The wells were drilled with Evergreen's own rig. In each test group, a central well is drilled, and three more are added a thousand feet away to the north, southeast and southwest.
Typically, coalbed methane wells produce as much as 95 percent water and just 5 percent natural gas at first, but that ratio can reverse in five years to 95 percent gas and 5 percent water, he said.
The methane, after removing the water, is generally quite pure.
''It could easily be pipeline quality gas coming right from the well head,'' Sexton said. ''It's the leanest, cleanest form of methane.''
Evergreen is planning a nine-month production test. Water rate, gas rate and pressures will be recorded and analyzed to determine if the coals will produce economic quantities of gas.
The Pioneer test will cost about $6 million this winter, Sexton said.

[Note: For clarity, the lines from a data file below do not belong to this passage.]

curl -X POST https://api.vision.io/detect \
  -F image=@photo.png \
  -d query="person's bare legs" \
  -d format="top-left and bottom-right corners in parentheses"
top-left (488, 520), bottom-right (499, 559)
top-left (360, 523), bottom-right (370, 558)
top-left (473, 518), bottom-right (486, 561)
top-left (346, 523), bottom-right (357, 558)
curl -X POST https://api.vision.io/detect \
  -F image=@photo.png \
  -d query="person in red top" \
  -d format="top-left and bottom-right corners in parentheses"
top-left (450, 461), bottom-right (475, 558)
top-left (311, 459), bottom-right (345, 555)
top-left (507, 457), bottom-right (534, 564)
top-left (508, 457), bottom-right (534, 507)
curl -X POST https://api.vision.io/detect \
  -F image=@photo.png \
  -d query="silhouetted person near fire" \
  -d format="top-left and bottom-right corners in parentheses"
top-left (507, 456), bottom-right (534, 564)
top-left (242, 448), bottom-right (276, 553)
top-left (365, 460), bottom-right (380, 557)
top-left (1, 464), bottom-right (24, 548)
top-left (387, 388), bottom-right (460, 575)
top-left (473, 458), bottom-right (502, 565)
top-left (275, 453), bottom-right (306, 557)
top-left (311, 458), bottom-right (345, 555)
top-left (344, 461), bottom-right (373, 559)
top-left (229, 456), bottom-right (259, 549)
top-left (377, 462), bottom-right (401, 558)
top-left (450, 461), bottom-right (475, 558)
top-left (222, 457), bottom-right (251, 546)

The company plans to spend $10 million in Alaska next year.
Evergreen moved its own drill rig to jobs in Ireland, the United Kingdom, Colorado and now Alaska because the company can control the pace of drilling, and the rig works fast.
The air hammer drill can bore 100 feet an hour, and Evergreen crews typically complete each well within 48 hours.
''It's very cost-effective for us to own our own equipment,'' Sexton said.
Coalbed methane production requires a lot of wells. Evergreen has drilled more than 900 wells on its 200,000-acre Raton Basin property in Colorado and has identified 800 additional drilling locations there.
If the Pioneer field proves commercial, it will have a 20- to 30-year production life and could employ as many as 500 people, including contractors, Sexton said.
Evergreen bought the unit from Ocean Energy and Unocal in May 2001. Unocal formed the unit in 1997.
Coal seams in the Cook Inlet basin could contain several trillion cubic feet of gas, enough to double existing reserves in the region, according to Jack Ekstrom, Evergreen director of government and public affairs.